An emergency savings account is money that is easily accessible and is used to cover living expenses if you lose your job or sustain injury that keeps you out of the office. Business Insider recommends having anywhere from 3-8 months of salary stashed away , but it can never hurt to have more.
The emergency fund will be used to cover all of your expenses until you return to work (housing, auto, insurance, food and drink) so the actual amount of money you need to save will be unique to your situation.
Car or House Repairs
While some expenses can occur completely unforeseen, others can be planned for even if they aren't imminent. For example, if you drive a car that is no longer under warranty, you may want to have an extra $1,000 or so saved in case anything happens. This amount will cover a variety of expenses, such as new tires or brakes, and at the very least is a start if you find yourself faced with a more expensive repair.
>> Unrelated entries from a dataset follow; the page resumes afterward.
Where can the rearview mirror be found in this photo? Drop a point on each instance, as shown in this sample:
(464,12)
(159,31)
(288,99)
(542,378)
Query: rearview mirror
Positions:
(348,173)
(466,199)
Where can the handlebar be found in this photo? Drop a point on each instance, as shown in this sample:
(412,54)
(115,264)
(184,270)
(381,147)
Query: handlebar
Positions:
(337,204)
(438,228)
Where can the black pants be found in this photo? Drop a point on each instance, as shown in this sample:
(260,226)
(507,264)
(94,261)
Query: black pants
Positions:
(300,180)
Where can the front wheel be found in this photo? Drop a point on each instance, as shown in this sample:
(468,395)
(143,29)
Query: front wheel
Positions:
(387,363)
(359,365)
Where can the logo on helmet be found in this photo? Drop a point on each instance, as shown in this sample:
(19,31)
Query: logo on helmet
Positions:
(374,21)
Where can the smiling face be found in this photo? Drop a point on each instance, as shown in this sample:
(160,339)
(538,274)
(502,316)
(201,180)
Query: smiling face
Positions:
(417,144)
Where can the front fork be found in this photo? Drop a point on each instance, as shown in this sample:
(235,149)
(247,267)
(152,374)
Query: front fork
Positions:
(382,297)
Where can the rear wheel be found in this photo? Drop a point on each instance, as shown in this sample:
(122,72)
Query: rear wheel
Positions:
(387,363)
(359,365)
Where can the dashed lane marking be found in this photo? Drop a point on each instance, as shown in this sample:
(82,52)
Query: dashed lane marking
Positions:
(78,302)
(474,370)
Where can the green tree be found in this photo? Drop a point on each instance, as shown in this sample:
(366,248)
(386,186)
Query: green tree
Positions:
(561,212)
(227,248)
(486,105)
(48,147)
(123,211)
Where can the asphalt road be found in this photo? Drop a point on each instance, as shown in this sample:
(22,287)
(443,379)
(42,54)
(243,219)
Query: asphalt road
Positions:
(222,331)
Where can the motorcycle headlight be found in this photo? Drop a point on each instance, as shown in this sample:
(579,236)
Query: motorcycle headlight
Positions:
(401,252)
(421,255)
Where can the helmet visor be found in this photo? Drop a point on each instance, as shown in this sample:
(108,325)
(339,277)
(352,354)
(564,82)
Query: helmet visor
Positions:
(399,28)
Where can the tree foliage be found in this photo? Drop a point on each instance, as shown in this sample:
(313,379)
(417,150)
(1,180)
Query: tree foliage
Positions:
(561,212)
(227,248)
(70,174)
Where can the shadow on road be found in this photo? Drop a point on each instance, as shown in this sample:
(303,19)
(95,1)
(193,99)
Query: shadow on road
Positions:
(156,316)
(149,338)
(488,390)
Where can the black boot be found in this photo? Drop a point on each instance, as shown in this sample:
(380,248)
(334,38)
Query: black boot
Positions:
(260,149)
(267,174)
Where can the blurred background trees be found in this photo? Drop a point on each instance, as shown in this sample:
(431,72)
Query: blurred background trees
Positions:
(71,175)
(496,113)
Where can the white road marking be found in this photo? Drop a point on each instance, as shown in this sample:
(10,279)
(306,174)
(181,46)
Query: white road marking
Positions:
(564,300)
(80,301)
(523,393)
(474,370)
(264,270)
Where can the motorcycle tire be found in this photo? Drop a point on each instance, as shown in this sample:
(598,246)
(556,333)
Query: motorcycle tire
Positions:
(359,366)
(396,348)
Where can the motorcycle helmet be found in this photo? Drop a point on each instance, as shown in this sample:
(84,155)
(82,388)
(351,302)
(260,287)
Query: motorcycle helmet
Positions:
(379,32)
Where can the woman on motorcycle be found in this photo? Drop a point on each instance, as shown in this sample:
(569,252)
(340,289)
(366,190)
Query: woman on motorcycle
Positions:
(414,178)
If you own a house, you'll want to handle any repair work as soon as possible. Doing so will help maintain the value of house, which is an investment after all. You won't want to wait 5-6 months if you discover that you have a plumbing issue; the result of waiting could be catastrophic.
This only comes into play if the absolutely unthinkable happens, but life insurance is something you may not think about having until it is too late. Setting aside just an extra $50  should ascertain you a policy that will make sure that your spouse and kids have a house, food, and money for their other needs if you aren't there to provide for them.
There are so many other unseen money pits that can appear out of nowhere, and it is impossible to be able to plan for everything. Having money set aside will give you peace of mind about life's daily obstacles and will keep you from sliding into debt.